- Born: France
- Education: University of Lyon
- Scientific career
- Workplaces: Oxford Vaccine Group Jenner Institute University of Oxford University of Surrey
- Thesis: Etude, à l'aide du virus de l'hépatite B du canard, de l'immunisation génétique pour la prévention et le traitement de l'hépatite B (2000)

= Christine Rollier =

British immunologist

Christine Rollier is a French vaccinologist who is a professor at the University of Surrey. She focuses on the development of vaccines to prevent infectious diseases. In particular, Rollier has focused on the development of vaccinations to eliminate the plague.

== Early life and education ==
Rollier was born in France. She was an undergraduate student in biochemistry at the University of Lyon. Her doctoral research considered DNA immunisation as a therapeutic tool to treat people with Hepatitis B. She worked alongside physicians at the Inserm (Institut National de la Santé et Recherche Medicale).

== Research and career ==
After earning her doctorate, Rollier moved to the Biomedical Primate Research Center in The Netherlands, where she worked for five years on the development of vaccines against Hepatitis C.
Rollier joined the Jenner Institute in 2007, where she worked as a senior immunologist to improve viral vectored based vaccines. Her first position at Oxford was in the laboratory of Adrian Hill. In 2010, she joined the Oxford Vaccine Group. She was interested in the design of viral vector vaccines specifically for bacterial diseases. Rollier focused on bacterial and infectious diseases that affect children such as group B meningococcus and whooping cough. She has also focused on vaccine candidates to fight the plague, typhoid and paratyphoid fever.
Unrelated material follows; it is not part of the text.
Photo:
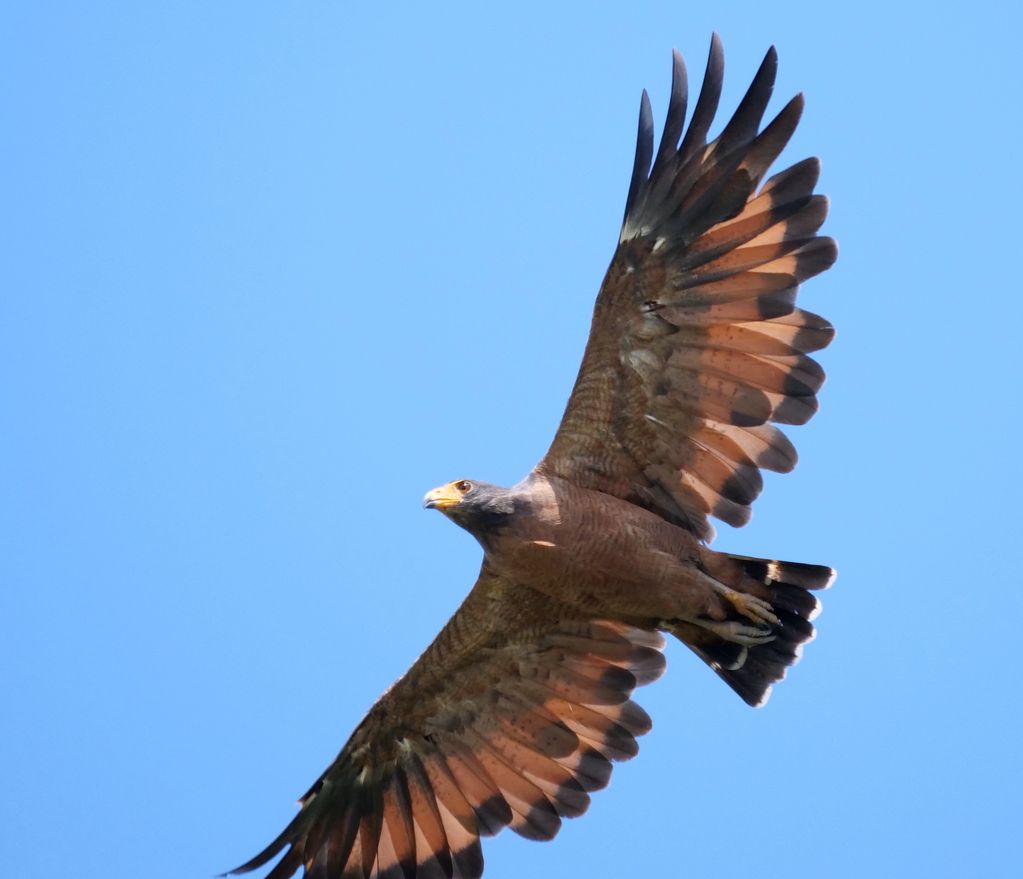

In the early days of the COVID-19 pandemic, Rollier shifted her focus to support the Oxford's work on developing a COVID-19 vaccine. She worked on a vaccine against the plague, which made use of the ChAdOx1 vaccine vector. Outbreaks of the plague continue to occur around the world, impacting communities across rural Africa and the United States. The disease is endemic in Madagascar, with outbreaks in 2017 and 2021. ChAdOx1 is a weakened version of chimpanzee adenoviridae (the common cold virus). Specifically, Rollier and co-workers added genes to generate proteins from Yersinia pestis, the plague bacterium. These proteins are important in the plague bacterium infection pathway, and teach the body to recognise and fight against plague bacteria. Rollier has said it is challenging to develop vaccinations against the plague as this is a disease affecting underprivileged populations.

In 2021, Rollier moved to the University of Surrey, where she was made Professor of Vaccinology.

== Personal life ==
Rollier has two children, and took an eighteen-month career break after having her first child.